How to think about your current Azure PaaS Synapse Analytics solutions

As mentioned above, there is no immediate need to change anything, as the current platform is fully supported by Microsoft. Your existing solutions will keep working. Your in-progress deployments can continue, all with our full support.

However, you probably have already started thinking about a Microsoft Fabric future for your analytics solutions. The following steps may help you with this thought process.

Understand Microsoft Fabric

Microsoft Fabric represents a significant upgrade to all our analytics engines. All of them are improved, faster, and more scalable. And there is a lot to learn about the new engines and how to best use them. Fabric reimagines collaboration and empowers the business users in an unprecedented way. But it is much more than just better engines or just better integration.

The unified, open-source data format means that there is no need to copy data from one engine to another. You can shape data using the technology of your choice, then query it with any other technology.

Fabric introduces completely new ways to make your data part of your analytics landscape. Shortcuts (within Azure, or cross cloud), database mirroring, seamless access to Dataverse and M365 data, all these solutions are designed to remove friction and costs.

Understanding these technologies will enable you to make the best out of Fabric, in terms of efficiency, agility and costs.

Our teams have worked hard to produce detailed documentation for all the Fabric concepts, and the best complement for the documentation is hands-on experience. The easiest way to understand Fabric in depth is to try the product:  Microsoft Fabric free trial . Arun’s blog spells out clearly how to learn more about Microsoft Fabric.

Understand what it means for your solution

Your analytics solution may use different technologies and engines. Fabric is a complete analytics platform, so you will find, inside Microsoft Fabric, new and enhanced analytics capabilities of the products with which you are familiar today.

Fabric brings new capabilities, that have no parallel with the current PaaS Synapse Analytics offering. The Fabric SQL Engine can operate, with equal performance, scale, and security, over any OneLake artifact (warehouses, lakehouses, mirrored databases). It also supports cross-artifact operations removing the need for extra copies while Power BI, for example, in DirectLake mode, can now analyze real time streaming data, or Spark output.

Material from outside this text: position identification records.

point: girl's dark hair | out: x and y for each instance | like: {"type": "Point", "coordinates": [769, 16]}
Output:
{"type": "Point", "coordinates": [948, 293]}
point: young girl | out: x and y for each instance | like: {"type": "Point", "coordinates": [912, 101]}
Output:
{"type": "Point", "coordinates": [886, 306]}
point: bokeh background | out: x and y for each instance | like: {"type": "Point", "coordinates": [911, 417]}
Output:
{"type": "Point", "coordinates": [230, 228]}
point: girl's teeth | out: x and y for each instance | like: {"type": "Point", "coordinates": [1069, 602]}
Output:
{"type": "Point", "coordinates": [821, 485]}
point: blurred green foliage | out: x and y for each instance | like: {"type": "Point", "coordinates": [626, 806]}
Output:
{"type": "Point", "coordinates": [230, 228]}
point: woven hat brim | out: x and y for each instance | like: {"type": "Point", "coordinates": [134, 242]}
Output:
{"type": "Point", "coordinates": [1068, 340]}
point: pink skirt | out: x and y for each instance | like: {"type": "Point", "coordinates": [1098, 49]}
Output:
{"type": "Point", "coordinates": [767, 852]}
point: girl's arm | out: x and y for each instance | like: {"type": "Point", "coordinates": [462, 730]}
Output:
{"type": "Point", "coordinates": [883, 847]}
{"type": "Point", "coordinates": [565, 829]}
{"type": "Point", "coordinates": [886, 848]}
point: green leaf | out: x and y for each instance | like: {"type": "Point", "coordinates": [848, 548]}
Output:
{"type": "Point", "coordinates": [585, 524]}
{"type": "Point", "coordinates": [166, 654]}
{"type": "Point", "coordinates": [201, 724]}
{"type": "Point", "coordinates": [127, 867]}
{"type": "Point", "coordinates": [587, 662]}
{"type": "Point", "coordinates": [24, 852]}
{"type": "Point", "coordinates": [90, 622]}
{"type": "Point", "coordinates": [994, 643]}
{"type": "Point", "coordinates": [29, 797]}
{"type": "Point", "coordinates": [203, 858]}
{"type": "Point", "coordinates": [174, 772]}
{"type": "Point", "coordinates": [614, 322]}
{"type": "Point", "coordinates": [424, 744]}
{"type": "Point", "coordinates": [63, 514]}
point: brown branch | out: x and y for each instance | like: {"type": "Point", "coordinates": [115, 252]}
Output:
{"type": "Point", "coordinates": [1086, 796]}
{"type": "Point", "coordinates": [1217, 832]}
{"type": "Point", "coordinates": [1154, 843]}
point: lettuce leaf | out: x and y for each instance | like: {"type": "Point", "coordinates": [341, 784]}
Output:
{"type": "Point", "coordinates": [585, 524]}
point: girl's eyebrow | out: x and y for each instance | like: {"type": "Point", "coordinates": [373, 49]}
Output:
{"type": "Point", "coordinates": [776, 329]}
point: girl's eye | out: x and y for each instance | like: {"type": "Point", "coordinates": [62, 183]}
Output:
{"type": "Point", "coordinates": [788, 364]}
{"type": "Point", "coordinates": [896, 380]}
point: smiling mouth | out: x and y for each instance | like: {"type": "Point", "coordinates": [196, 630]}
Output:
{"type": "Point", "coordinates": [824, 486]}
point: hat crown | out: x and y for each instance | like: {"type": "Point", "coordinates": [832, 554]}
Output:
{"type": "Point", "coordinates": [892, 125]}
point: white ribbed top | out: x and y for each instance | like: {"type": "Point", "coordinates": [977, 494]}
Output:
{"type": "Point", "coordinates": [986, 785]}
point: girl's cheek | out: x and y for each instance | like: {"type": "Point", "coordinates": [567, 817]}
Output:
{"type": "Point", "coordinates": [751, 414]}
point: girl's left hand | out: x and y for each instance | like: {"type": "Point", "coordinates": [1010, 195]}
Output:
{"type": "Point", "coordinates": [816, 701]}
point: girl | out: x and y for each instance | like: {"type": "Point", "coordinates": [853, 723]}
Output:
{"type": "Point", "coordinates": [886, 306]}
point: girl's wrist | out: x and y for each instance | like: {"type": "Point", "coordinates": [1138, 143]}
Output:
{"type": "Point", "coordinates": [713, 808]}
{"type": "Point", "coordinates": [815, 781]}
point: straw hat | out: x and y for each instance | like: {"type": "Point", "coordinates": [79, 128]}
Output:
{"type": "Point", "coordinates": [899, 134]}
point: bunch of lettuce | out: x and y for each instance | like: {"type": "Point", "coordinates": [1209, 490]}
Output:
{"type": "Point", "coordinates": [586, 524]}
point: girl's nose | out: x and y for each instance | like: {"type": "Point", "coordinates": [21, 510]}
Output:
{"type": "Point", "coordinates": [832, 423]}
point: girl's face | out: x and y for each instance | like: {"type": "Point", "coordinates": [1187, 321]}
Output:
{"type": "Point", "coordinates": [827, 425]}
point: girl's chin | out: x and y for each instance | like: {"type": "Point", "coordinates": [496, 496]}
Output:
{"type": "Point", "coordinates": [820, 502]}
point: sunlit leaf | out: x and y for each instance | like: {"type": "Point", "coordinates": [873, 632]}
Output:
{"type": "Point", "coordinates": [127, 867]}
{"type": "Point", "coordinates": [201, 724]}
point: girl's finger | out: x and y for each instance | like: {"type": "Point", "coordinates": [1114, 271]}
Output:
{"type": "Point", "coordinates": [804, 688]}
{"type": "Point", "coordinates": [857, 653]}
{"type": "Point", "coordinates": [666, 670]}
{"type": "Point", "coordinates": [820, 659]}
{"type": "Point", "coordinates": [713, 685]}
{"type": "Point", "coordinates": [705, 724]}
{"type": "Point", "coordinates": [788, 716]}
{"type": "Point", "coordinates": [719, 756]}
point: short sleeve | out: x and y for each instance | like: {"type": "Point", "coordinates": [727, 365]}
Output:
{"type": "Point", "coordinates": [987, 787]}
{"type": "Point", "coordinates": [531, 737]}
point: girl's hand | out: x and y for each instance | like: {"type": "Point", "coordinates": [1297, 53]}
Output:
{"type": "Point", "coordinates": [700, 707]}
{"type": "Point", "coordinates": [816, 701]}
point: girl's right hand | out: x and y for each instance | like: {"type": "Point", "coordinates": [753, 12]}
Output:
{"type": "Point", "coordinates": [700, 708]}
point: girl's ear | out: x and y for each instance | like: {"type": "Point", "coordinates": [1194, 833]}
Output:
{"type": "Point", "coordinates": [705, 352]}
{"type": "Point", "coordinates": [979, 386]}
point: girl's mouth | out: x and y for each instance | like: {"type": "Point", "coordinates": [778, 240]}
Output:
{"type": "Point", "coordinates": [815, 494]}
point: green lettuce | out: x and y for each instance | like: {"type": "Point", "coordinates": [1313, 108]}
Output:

All these changes enable simpler, more efficient solutions, removing the need for intermediate steps and multiple data copies. Your solution can get significantly simpler and cheaper.

Below, I use one example of common PaaS Azure Synapse Analytics architectures, together with a possibly more efficient solution in Fabric, to demonstrate such potential simplifications.

Example 1: Data Lake, from Synapse to Fabric

Today, you may prepare your data in an Azure Data Lake Storage Gen2 (ADLSg2) lakehouse (typically using Spark, Synapse or Azure Databricks), then use a pipeline to load data into a Synapse SQL Dedicated Pool, then use Power BI or some other BI tool for your report.

thumbnail image 5 of blog post titled 

       Building the Lakehouse - Implementing a Data Lake Strategy with Azure Synapse

You can keep your current solution intact, and upgrade to Fabric engines.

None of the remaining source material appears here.